Même si ce n’était que le début de la matinée, il était déjà très animé. Chacun vaquait à ses occupations. Les Anciens s’occupaient de l’éducation des plus jeunes, certains s’occupaient du bétail, d’autres tannaient les peaux des animaux pendant qu’il y en avait qui tissaient la laine ou préparaient les repas du jour. Au centre, derrière les tables dressées pour les repas communs, se trouvait le temple de l’Arbre Sacré. Le bâtiment était formé par un entrelacs de branches fleuries en ce début de printemps et abritait en son sein un arbre qui jamais ne fanait, et dont les fleurs d’un rose pâle diffusait une douce lueur. Dès qu’ils en étaient proches, les elfes devenaient plus puissants, c’est pourquoi Denzal avait passé plusieurs heures à méditer à l’entrée du temple, sans succès. Il s’ébroua, chassant sa déception dans un coin de sa tête, et traversa la place. Il se dépêcha de passer, répondant poliment à ceux qui le saluaient. Il ne voulait pas s’attarder, sinon il allait encore avoir ce sentiment de ne pas appartenir à cet endroit. Si seulement il avait ces satanés pouvoirs, il se sentirait moins différent et il n'y aurait pas tous ces regards pour le lui rappeler.
Il arriva devant une petite maison en chaume, légèrement à l’écart des autres. Son père était assis sur les marches de l’entrée, en train d’écraser des herbes à l’aide de son mortier, ses longs cheveux bouclés vert sombre tombant devant ses yeux noirs. C’était une autre singularité de son père qu’il avait remarqué avec le temps, ses yeux étaient plus sombres que ceux de tous les habitants du village, qui variaient entre le doré et le marron. Mais comme personne n’avait jamais rien dit, il supposait que cela devait être normal. Comme son absence de pouvoir ou leurs cheveux bouclés.

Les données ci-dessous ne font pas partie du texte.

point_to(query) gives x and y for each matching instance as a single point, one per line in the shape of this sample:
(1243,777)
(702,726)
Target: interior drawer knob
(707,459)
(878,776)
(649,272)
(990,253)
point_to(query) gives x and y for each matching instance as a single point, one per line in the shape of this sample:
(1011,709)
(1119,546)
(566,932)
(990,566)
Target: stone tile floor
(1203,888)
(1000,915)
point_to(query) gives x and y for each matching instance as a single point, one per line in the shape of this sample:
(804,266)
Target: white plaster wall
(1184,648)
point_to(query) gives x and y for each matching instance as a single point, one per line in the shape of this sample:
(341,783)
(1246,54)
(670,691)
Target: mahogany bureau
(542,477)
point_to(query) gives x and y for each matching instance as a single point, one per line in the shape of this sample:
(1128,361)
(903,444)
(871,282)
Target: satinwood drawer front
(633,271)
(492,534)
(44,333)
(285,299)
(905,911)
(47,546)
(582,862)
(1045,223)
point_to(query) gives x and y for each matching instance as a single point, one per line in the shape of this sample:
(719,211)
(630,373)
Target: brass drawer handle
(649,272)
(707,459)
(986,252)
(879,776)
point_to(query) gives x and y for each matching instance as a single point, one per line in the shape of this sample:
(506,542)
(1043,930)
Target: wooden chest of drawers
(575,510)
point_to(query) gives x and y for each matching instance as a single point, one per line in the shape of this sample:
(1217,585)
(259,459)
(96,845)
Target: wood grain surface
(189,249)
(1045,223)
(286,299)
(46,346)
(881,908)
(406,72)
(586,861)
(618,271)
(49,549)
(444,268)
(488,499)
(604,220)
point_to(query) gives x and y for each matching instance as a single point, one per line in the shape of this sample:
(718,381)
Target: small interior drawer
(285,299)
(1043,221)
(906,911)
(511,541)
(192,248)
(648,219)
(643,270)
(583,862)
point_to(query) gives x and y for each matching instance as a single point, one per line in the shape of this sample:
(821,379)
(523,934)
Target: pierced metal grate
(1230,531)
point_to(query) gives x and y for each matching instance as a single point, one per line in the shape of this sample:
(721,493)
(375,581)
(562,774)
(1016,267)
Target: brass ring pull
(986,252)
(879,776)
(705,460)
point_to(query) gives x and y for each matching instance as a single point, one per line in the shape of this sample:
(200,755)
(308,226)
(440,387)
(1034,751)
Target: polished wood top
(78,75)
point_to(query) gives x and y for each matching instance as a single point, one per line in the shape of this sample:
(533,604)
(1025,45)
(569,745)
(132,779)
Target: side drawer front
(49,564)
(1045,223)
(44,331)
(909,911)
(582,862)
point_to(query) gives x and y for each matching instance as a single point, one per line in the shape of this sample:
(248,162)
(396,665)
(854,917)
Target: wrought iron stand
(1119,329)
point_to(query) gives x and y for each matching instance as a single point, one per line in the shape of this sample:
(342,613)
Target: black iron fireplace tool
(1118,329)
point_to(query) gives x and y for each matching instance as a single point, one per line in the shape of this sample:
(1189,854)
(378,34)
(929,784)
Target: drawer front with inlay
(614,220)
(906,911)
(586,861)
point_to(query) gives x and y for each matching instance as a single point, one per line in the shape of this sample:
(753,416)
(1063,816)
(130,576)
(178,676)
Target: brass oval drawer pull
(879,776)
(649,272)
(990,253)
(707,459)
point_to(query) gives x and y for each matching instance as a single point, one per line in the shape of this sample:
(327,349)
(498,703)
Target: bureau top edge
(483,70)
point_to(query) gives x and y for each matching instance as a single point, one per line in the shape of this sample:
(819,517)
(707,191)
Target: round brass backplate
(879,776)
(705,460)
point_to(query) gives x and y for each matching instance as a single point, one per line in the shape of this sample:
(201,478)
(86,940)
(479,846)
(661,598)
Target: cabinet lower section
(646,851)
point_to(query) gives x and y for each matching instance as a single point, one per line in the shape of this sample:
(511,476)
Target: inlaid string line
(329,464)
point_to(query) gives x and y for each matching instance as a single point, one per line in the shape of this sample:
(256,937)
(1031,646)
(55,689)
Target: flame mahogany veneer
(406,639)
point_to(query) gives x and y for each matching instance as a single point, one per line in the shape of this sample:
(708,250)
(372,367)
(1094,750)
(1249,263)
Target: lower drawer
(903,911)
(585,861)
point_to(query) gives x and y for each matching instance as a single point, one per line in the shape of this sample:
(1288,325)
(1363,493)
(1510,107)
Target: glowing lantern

— Comment va Alessia, demanda son père sans lever la tête de son ouvrage. 
— Très bien. Elle a essayé de m’aider avec… tu sais. Mais c’était encore un échec.
— Tu n’en as pas besoin, Denzal, le coupa son père, ce n’est pas grave si tu n’en as pas.
— Tu ne peux pas comprendre, papa, tu as choisi de ne plus utiliser les tiens. Je n’ai jamais demandé à ne pas en avoir. J’ai l’impression d’être aussi inutile qu’un nourrisson.

Son père lâcha son mortier et se tourna vers lui. Denzal se mordit la lèvre. Il savait que le sujet de ses pouvoirs était sensible, ils se fâchaient souvent à ce propos. D’aussi loin qu’il pouvait se souvenir, il n’avait jamais vu son père utiliser une seule fois les siens. Il avait juré de ne plus jamais le faire quand sa mère était morte entre ses bras après lui avoir donné la vie. Pour lui, vivre sans don était devenu normal. Son père soupira et il sentit le besoin de détourner la conversation monter en lui comme une flèche afin d'éviter une énième dispute.

— Tu ne me parles jamais de maman. Tout ce que je sais c'est que c'était une guerrière talentueuse et qu'elle est morte en me donnant la vie.

Il avait pris le premier sujet susceptible de couper son père dans son élan. Une étrange lueur brillait dans ses yeux, un mélange entre fatigue et tristesse. Il invita le jeune homme à s'asseoir à ses côtés, lui ébouriffant les cheveux au passage.

— Ta mère… serait très fière de voir le magnifique jeune homme que tu es devenu. Et elle m’en voudrait de trop te couvrir. Mais je continuerai à le faire, parce que tu es la seule chose qui me reste d’elle. Tu m’es précieux.
— Tu racontes n’importe quoi, papa, grommela-t-il en détournant le regard pour cacher l’émotion qui le gagnait.
— Oh non, crois-moi. Elle me dirait, “Dalir, arrête de t’inquiéter pour lui, il est fort”. Elle aimait croire que chacun avait une destinée tracée et qu’il ne pouvait pas y échapper.
— Et toi ?
— Je croyais la même chose qu’elle. Puis je t’ai vu. Et j’ai décidé que ce monde ne méritait pas que tu te sacrifies pour lui, termina son père.
— Se sacrifier pour le monde ? Tu as de drôles d'idées, papa. Je veux juste être utile au village.
— Je suis certain que c'est le genre de destinée que ta mère aurait voulue pour toi. En attendant, aide-moi à écraser ses herbes ! On doit préparer des onguents, monsieur je veux être utile au village !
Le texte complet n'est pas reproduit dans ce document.